Inside Higher Ed posed that question to the authors of the paper, AJ Alvero, Sonia Giebel, anthony lising antonio, Mitchell L. Stevens and Benjamin W. Domingue of Stanford and Ben Gebre-Medhin of Mount Holyoke College. They provided a joint answer:

"While individual lab members necessarily have their own points of view, we all agree on the following:

"1. The mechanics of holistic review were developed in an era of paper records and before the development of computational technologies to analyze written text at scale. The ubiquity of these technologies raise new and still unresolved questions about the appropriate relationship between human and computational evaluation of college applications.

"2. As social scientists, we suspect that there likely is no way to completely eliminate traces of applicants’ demographic characteristics from the kinds of information that are routinely considered under systems of holistic review.

"3. Nevertheless, admissions officers and other educational professionals have a responsibility to continuously review their practices in efforts to minimize bias in evaluation processes and protocols. Systematic empirical inquiry in the tradition of open science can inform such work, and the iterative development of best practice as technology, knowledge and wisdom evolve."

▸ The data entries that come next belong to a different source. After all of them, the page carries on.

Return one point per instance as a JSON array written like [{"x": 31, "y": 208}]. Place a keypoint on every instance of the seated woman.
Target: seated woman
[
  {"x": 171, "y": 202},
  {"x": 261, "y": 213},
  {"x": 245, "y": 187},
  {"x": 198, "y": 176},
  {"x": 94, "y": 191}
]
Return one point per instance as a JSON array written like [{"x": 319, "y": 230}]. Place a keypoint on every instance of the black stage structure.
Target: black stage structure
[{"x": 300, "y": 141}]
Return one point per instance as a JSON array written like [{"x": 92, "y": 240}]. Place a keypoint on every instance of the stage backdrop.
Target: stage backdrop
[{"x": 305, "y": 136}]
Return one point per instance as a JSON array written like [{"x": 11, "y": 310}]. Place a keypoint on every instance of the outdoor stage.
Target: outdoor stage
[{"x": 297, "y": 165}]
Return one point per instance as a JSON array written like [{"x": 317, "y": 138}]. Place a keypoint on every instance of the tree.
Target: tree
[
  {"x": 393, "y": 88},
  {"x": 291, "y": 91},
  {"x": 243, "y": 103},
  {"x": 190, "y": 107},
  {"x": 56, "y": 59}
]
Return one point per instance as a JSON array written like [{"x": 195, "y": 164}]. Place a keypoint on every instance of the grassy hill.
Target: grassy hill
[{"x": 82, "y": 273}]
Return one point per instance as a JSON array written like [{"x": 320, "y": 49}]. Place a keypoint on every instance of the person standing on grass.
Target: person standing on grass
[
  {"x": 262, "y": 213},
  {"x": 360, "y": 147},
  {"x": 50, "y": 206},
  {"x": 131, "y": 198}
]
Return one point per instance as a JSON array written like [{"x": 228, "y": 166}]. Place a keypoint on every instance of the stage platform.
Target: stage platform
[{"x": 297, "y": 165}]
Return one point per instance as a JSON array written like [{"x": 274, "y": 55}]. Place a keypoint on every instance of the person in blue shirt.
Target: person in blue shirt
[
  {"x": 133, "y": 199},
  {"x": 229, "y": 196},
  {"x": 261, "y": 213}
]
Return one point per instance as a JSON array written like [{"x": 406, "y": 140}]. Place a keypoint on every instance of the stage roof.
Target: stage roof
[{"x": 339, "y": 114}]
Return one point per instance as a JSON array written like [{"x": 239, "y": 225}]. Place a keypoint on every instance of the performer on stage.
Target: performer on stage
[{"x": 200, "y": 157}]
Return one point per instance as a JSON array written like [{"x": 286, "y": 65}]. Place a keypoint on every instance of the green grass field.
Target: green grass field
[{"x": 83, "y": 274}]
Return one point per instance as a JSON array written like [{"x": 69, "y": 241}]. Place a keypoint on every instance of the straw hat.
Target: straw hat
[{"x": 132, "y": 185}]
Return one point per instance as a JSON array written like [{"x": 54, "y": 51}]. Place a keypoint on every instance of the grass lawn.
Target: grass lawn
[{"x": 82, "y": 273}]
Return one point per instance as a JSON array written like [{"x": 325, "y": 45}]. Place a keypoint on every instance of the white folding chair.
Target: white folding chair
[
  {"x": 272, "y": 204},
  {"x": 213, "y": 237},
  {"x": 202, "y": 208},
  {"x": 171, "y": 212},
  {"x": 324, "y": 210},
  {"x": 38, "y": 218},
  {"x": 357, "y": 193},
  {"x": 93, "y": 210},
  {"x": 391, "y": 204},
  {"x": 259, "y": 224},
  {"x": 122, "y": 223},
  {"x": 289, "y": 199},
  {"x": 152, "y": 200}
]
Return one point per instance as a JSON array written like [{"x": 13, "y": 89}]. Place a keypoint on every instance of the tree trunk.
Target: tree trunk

Others differ from the authors.

Robert J. Massa, principal and co-founder of Enrollment Intelligence Now, said via email that college admissions officers can be trained to look for differences in essays from people of different classes, and not to punish the poor. "As I understand it, essay topics and syntax correlate with family income, but that doesn’t mean that admission officers look favorably on topics written by students of privilege versus those from low income families. In fact, the work that we do in the Character Collaborative, whose non-profit board I chair, seeks to train admission officers on how to detect character attributes in letters of recommendation and essays -- attributes such as persistence, caring for others, overcoming obstacles, integrity, curiosity, creativity and the like. These characteristics are generally not monopolized by students in any one socio-economic class or race."

He added, "When admission officers read beyond the particular topic and the taught structure of the essay, and when they purposefully search for these character attributes, a more holistic view of the candidate emerges which can help craft a class that an institution desires from a large group of qualified applicants."